Page 23 of Fire Peak

“I could also just book a suite every summer and complain to the manager when there’s no mint under my pillow.”

April snapped her fingers. “That reminds me. One of the cleaners found this near one of the suites. You’re so good at all that electronic shit, thought you might have an idea what it was all about.”

She dropped a small piece of electronics into Charlie’s cupped hand. At a glance, Charlie knew exactly what it was, and it gave her a chill down her spine. “It’s a listening device.”

“Really?” April drew back as if it was a snake. “Is it listening to us right now?”

“I don’t know. Where did she find it?”

“In the corridor outside the Fireweed Suite. It could have been there a while. She found it during the deep cleaning we do every two weeks.”

Charlie opened up the reservations program. Six different parties had stayed in the Fireweed Suite over the past two weeks. They were all long-time guests with no history of causing trouble.

“I can call all these guests and ask if they left any electronics behind. I can play dumb and pretend I don’t know what it is.”

April shook her head. “I don’t want to bother the guests. No one has called about it.”

Charlie looked at her more closely. She got the sense that wasn’t April’s real reason. Did she know more about this than she was letting on?

“Can you find a serial number or something and trace it to whoever purchased it?” April asked.

“That would be a ninja move for sure. But I can guarantee it’s not traceable. The most we could find out would be who manufactured it, and there are only a few options for that anyway.”

“Well, we certainly can’t have it listening to our guests.” April dropped it onto the polished wood floor and ground it under the heel of her boot. Then she tossed it in the trash. So much for learning more about it.

“You’re a woman of action,” Charlie told her.

“When it comes to my lodge, I’m a tiger.” April bared her teeth in a snarl, then smiled cheerfully and hurried off to another of the endless lodge chores.

For the rest of the day, Charlie kept thinking about that bug. Was that device meant for her?

And…was it the only one? Were there more that hadn’t been discovered yet?

It screamed of something Nick Perini would have used. She was certain he had put a tracker on her Buick. And then there were those cameras he’d set up. The man knew his way around spyware.

The lodge only had sixteen suites. As the office manager, she made it her business to know exactly who was checking in, how many were in their party, and their names and addresses. She looked up their photos before they arrived, and then she visually confirmed everyone’s identity because she also worked as the dinner hostess. From six to eight every evening, the lodge served dinner on the expansive covered deck overlooking the mountains. Her job was to show everyone to their tables.

In the early days, she’d braced herself every time the guests gathered in the foyer, waiting for the deck to be opened up for seating. She was fully prepared to duck out if she spotted Nick, and ask a server to replace her.

On the chance that it might not be Nick, but some other investigator hired to replace him, she relied on her comprehensive pre-check-in check-ups.

No one suspicious had ever shown up. So she’d started to relax and enjoy herself here. Crap.

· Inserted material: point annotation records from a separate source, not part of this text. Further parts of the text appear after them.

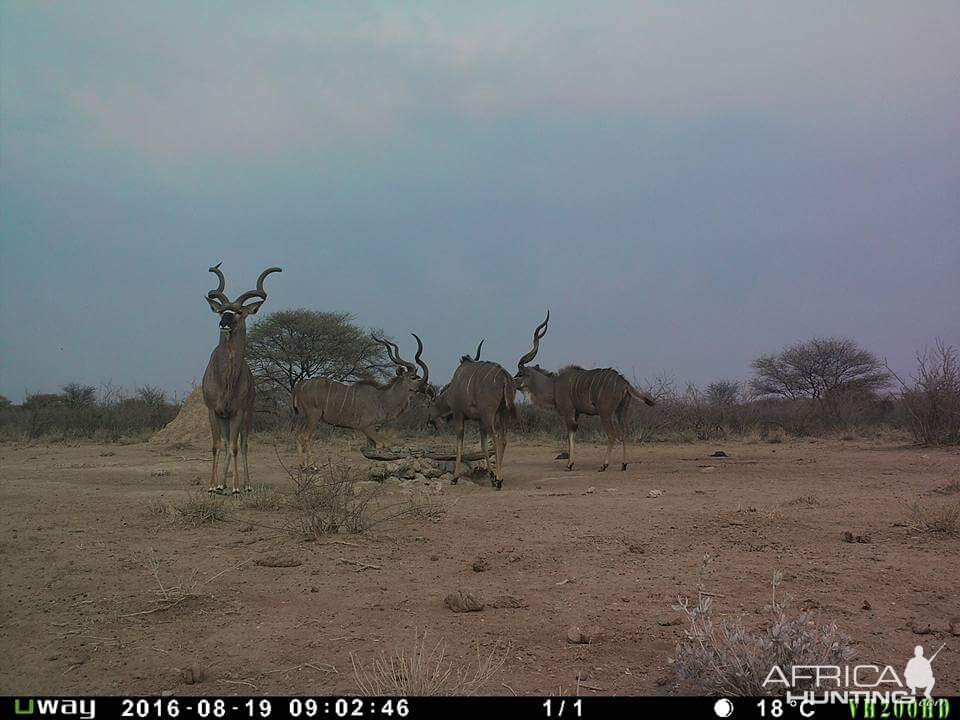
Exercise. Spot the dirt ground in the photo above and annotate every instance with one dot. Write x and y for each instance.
(571, 548)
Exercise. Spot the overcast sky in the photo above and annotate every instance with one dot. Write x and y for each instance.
(685, 185)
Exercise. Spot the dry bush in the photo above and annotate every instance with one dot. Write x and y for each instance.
(932, 397)
(158, 508)
(939, 518)
(726, 658)
(418, 671)
(262, 497)
(328, 499)
(200, 508)
(170, 594)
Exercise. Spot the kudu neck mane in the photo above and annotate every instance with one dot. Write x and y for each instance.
(377, 384)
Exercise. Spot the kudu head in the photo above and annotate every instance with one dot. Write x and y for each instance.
(407, 376)
(526, 375)
(232, 314)
(475, 358)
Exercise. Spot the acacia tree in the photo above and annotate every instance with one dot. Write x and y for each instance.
(288, 346)
(828, 370)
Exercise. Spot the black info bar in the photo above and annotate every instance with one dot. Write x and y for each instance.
(850, 707)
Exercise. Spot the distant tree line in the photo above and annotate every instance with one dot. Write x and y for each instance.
(819, 385)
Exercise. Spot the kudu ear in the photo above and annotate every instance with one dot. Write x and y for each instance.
(215, 304)
(251, 308)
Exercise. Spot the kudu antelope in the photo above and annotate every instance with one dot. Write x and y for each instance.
(440, 409)
(573, 392)
(481, 391)
(364, 405)
(228, 387)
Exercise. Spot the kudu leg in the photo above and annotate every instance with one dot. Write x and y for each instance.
(622, 429)
(610, 429)
(500, 441)
(570, 434)
(225, 444)
(486, 455)
(236, 429)
(456, 464)
(215, 436)
(244, 436)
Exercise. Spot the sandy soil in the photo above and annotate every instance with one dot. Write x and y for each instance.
(577, 548)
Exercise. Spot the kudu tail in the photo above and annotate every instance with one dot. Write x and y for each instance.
(510, 398)
(640, 395)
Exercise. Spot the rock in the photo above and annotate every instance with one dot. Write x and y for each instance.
(584, 635)
(278, 561)
(508, 601)
(193, 676)
(362, 486)
(669, 622)
(461, 601)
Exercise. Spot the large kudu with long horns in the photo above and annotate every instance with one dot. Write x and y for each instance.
(228, 388)
(573, 392)
(481, 391)
(364, 405)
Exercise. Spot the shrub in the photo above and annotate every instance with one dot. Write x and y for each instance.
(932, 397)
(726, 658)
(418, 672)
(200, 508)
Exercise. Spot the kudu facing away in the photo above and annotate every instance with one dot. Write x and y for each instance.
(481, 391)
(364, 405)
(574, 391)
(440, 409)
(228, 387)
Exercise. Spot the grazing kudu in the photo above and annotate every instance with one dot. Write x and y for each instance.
(228, 388)
(573, 392)
(364, 405)
(481, 391)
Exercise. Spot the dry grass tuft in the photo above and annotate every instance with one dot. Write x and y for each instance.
(419, 671)
(200, 508)
(329, 499)
(264, 498)
(725, 658)
(170, 594)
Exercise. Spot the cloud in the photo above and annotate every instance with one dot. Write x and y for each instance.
(179, 84)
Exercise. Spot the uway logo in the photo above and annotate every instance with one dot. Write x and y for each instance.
(867, 680)
(42, 707)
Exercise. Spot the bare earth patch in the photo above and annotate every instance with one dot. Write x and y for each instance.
(92, 539)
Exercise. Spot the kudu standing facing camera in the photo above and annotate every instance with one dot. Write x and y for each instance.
(364, 405)
(228, 388)
(573, 392)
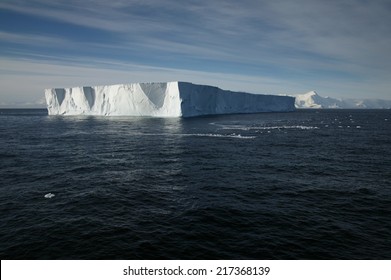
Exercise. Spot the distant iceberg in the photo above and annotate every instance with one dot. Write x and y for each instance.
(315, 101)
(172, 99)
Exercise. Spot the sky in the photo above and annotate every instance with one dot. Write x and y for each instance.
(340, 48)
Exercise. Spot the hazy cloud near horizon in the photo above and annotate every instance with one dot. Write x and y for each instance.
(339, 48)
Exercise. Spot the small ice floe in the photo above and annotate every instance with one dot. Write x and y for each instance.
(49, 195)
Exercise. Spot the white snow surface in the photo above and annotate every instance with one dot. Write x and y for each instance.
(313, 100)
(168, 99)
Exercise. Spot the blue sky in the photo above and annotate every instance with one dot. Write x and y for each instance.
(340, 48)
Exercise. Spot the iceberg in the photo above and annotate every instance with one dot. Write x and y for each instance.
(168, 99)
(312, 100)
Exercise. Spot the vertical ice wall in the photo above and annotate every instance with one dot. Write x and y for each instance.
(172, 99)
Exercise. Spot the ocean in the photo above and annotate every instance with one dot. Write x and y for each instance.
(310, 184)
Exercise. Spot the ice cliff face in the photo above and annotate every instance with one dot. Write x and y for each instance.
(172, 99)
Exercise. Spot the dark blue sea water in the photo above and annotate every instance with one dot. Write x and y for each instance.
(310, 184)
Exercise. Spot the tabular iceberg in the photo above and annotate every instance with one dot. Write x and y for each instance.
(172, 99)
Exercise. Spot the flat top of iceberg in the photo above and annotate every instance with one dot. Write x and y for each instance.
(161, 99)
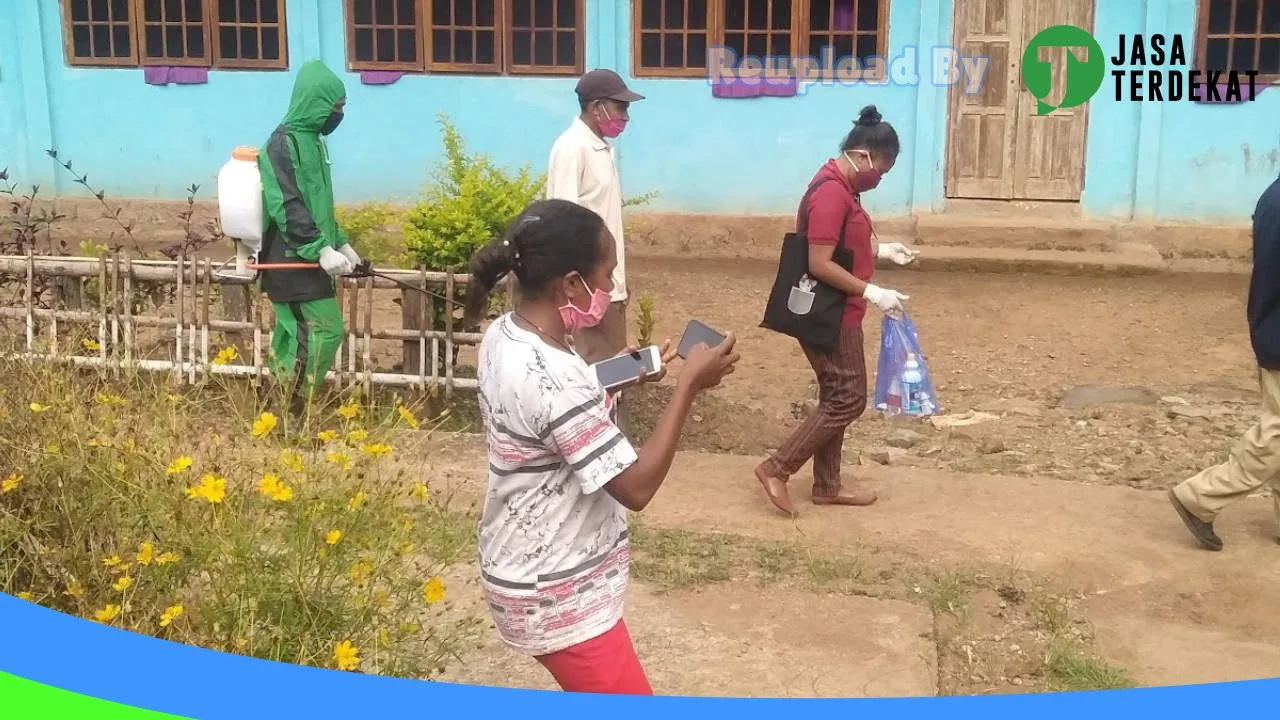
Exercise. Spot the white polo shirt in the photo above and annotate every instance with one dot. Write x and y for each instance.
(584, 169)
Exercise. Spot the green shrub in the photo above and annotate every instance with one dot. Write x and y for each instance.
(470, 201)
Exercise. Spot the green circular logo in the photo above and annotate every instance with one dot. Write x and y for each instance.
(1083, 77)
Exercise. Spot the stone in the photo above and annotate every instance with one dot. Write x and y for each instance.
(1197, 411)
(1089, 396)
(961, 420)
(904, 438)
(991, 445)
(886, 455)
(1013, 406)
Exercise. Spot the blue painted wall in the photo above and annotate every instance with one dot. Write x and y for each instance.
(1175, 160)
(704, 155)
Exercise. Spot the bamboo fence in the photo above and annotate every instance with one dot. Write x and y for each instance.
(193, 315)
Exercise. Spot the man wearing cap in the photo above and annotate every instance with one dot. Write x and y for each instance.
(583, 169)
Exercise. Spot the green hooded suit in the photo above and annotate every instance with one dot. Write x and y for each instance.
(298, 223)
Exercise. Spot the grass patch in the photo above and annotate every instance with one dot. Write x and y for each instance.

Was Nick back in the neighborhood?

11

That night, Molly and Lila drove up for their semi-regular friends gathering—one of the best parts of this unusual summer. The four best friends had all been misfits in their own way. Molly because her family was so dirt poor. Ani because of her leg brace. Lila because of her witchy-ness, which she had trouble hiding. Charlie got teased for her height, and that was bad enough. Once her father went to prison, the teasing turned to mockery.

But now…he was getting out. She could still hardly believe it.

Over drinks on the deck, they toasted the incredible news about her father. Lila sipped her usual lemon drop through a straw, and Molly nursed a glass of red wine she kept refilling from a bottle that sat on their table. Even though it was past eleven, there was still plenty of light in the sky, and since they were halfway up Fire Peak, that light held a special fiery radiance, with tones of persimmon and crimson and mulberry in the misty clouds that drifted past.

The view was so stunning that Charlie never got tired of looking at it, and it pissed her off that she had to yank herself back to reality and talk about potential sketchiness.

“Have either of you noticed anything unusual over the past two weeks?” she asked her friends.